Polícia

Funcionário é preso suspeito de desviar R$ 660 mil da empresa para bancar jogos on-line em MS

A polícia informou que ele adiantava pagamentos e, antes de o dinheiro cair na conta do fornecedor, trocava os dados bancários pela própria conta.

27 FEV 2026 - 20h:45 Por Redação/VS
Foto: Divulgação PC/MS Foto: Divulgação PC/MS

Um funcionário de 27 anos foi preso em flagrante, na quinta-feira (26), em Naviraí (MS), suspeito de desviar mais de R$ 600 mil da empresa onde trabalhava.

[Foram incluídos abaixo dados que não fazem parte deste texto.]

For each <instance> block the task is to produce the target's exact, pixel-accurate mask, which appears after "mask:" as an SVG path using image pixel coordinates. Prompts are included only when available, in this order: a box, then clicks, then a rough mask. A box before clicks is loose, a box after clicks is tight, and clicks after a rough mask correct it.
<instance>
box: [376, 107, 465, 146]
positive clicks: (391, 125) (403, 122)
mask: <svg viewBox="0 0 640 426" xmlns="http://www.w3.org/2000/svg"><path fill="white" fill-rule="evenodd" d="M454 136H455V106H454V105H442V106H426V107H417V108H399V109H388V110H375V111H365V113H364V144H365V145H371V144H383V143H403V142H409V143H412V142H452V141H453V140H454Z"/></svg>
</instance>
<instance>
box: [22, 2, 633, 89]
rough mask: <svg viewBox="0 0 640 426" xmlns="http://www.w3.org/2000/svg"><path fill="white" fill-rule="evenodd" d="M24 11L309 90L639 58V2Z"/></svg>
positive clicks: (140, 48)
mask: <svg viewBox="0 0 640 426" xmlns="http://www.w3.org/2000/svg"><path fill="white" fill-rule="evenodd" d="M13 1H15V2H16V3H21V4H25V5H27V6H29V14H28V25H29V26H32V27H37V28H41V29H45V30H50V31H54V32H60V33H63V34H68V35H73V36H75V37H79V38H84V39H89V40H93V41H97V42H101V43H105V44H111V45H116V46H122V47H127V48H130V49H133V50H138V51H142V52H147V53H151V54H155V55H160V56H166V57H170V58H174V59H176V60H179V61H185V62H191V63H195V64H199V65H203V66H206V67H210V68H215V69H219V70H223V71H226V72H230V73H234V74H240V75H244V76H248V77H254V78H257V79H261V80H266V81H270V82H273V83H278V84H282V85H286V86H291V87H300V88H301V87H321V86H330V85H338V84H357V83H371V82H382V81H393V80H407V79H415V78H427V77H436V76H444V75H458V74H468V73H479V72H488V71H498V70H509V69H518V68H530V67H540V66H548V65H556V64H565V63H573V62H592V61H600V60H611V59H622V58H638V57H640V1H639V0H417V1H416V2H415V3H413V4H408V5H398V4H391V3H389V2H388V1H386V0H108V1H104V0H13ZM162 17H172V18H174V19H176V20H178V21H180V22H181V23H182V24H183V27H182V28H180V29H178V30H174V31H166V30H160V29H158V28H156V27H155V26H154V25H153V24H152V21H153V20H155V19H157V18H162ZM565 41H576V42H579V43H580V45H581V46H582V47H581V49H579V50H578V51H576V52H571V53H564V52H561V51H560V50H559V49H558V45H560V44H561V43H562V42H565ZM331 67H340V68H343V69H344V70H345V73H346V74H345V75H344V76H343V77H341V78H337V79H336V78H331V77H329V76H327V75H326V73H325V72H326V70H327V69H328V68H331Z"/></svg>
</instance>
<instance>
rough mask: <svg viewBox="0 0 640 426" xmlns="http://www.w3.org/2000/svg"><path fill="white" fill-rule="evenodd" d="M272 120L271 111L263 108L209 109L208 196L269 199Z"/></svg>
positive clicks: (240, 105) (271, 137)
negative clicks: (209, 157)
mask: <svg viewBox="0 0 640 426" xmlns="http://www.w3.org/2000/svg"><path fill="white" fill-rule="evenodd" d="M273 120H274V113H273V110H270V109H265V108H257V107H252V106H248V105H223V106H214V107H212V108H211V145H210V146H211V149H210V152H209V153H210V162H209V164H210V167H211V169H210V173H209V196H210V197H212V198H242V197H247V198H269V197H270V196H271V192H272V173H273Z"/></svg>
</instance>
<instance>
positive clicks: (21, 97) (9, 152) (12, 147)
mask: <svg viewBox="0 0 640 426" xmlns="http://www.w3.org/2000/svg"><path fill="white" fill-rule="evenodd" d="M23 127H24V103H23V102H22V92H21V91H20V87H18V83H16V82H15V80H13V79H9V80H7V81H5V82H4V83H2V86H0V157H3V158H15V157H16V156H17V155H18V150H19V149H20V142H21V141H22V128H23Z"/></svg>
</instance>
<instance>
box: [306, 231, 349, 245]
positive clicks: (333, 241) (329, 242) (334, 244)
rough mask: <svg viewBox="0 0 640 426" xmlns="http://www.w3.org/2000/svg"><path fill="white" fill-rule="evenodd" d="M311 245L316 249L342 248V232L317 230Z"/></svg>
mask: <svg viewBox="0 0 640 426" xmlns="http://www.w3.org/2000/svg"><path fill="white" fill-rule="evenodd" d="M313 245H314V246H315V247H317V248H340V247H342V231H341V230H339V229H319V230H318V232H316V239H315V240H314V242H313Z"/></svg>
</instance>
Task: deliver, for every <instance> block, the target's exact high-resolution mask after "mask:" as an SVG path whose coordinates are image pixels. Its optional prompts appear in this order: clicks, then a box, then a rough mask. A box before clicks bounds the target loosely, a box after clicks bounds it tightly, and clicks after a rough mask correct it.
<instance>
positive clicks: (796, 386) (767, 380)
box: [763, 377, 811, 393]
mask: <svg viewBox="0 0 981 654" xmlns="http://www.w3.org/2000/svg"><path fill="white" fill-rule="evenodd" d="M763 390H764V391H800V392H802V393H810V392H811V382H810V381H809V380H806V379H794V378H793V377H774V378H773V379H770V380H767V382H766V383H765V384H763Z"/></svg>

Segundo a Polícia Civil, ele usava o cargo no setor de pagamentos para transferir valores para a própria conta antes de repassar o dinheiro aos fornecedores. A investigação também apura se o dinheiro era usado para bancar jogos on-line.

Conforme a Polícia Civil, a direção da empresa chamou a polícia ao perceber movimentações estranhas no sistema financeiro. Policiais da Seção de Investigações Gerais (SIG) foram até o local, encontraram o suspeito e fizeram a prisão.

Esquema de pagamentos duplos

De acordo com a investigação, o funcionário trabalhava no setor que faz pagamentos a fornecedores e teria usado a função para cometer o crime. A polícia informou que ele adiantava pagamentos e, antes de o dinheiro cair na conta do fornecedor, trocava os dados bancários pela própria conta.

Depois, na data certa, ele fazia o pagamento correto ao fornecedor. Assim, a empresa pagava duas vezes pelo mesmo serviço, e ele ficava com um dos valores.

Uma análise feita pela própria empresa, que começou no dia 18 de fevereiro, mostrou que o esquema pode ter começado em setembro de 2023. Até agora, foram encontrados 61 casos parecidos. O prejuízo já chega a R$ 664.114,56, mas o valor pode ser maior, porque a apuração ainda está em andamento.

Crimes podem estar ligados a pagamento de apostas on-line

A polícia também investiga se o crime pode ter sido motivado por problemas pessoais ligados a jogos on-line. Segundo a investigação, a prisão aconteceu depois que a empresa identificou uma transferência irregular de R$ 14.288,00.

O homem foi autuado por furto qualificado, quando há abuso de confiança e uso de fraude. O caso continua sendo investigado pela Polícia Civil, que analisa documentos e movimentações bancárias para saber o tamanho total do prejuízo.